No caminho, passei por um senhor de cabelos totalmente brancos, fazendo da calçada o seu leito, a sua casa, o seu improvisado, selvagem e desconfortável refúgio. Ao lado dele, um livro de capa branca com o título: O Triângulo das Bermudas. A ironia da cena é que, mesmo à vista de todos, ele havia sido engolido pela grande cidade da mesma forma que o Triângulo das Bermudas engole barcos e aviões.
Continuei a caminhar, e entrei na rua da Relação. Imaginem só que alegria para um rosiano-proustiano-machadiano (em breve shakesperiano também), acostumado a buscar relações e metáforas feito criança procurando Wally. Mas, calma com o andor, o nome não é literário e sim judiciário, vem do Tribunal da Relação, um tribunal de segunda instância que funcionava no Império. O prédio ainda existe e hoje é uma escola de arte, melhor assim. Fico sabendo que o Tribunal da Relação veio de Portugal, mas não encontrei a relação entre o tribunal e o seu nome (perdoem-me, há trocadilhos inescapáveis).
Chego no consultório e sou atendido por uma jovem e gentil dermatologista, baiana que nem meu pai. Pagão de carteirinha, tomo a origem dela por bom augúrio. Mas vamos aos fatos: a doutora tira uma lasquinha do meu ombro direito menor do que uma lentilha. Ainda bem que não era a libra de carne (quase meio quilo) que Shylock queria arrancar do corpo de Antonio em “O Mercador de Veneza”. Antonio passa bem, obrigado, foi salvo por Pórcia, uma mulher travestida de advogado, cuja retórica brilhante impediu a carnificina. Mas isso é coisa para “Pedacinhos de Shakespeare”, a série.
No meu caso, a doutora não cortou um pedacinho de Shakespeare e sim de Marcos Alvito, em seguida dando pontos com mão de fada. Para me tranquilizar, disse ser quase certo não se tratar de nada preocupante. Só ela se contenta com esse quase. O destino da gente cabe em um grão de cereal.

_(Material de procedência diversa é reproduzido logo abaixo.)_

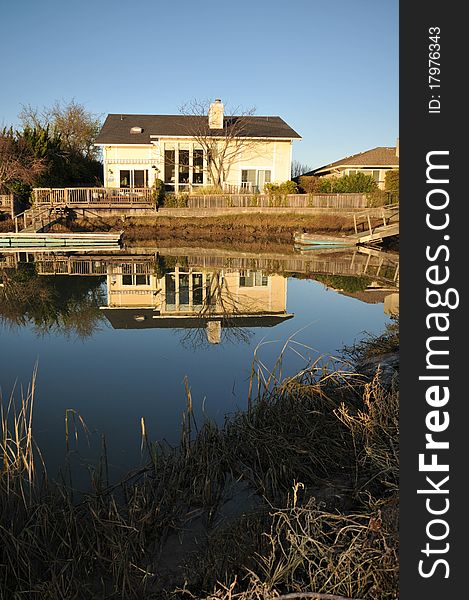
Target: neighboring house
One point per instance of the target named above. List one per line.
(137, 149)
(374, 162)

A relação que consigo estabelecer entre tudo isso? É no quase que moram alguns dos maiores perigos da existência e o triângulo das Bermudas está em toda a parte, sempre de boca aberta para nos engolir, pois viver é negócio muito perigoso.
Mas, haja o que houver, a frase de papai, brasão, escudo e bandeira, estará sempre comigo:
— “Não está morto quem caminha”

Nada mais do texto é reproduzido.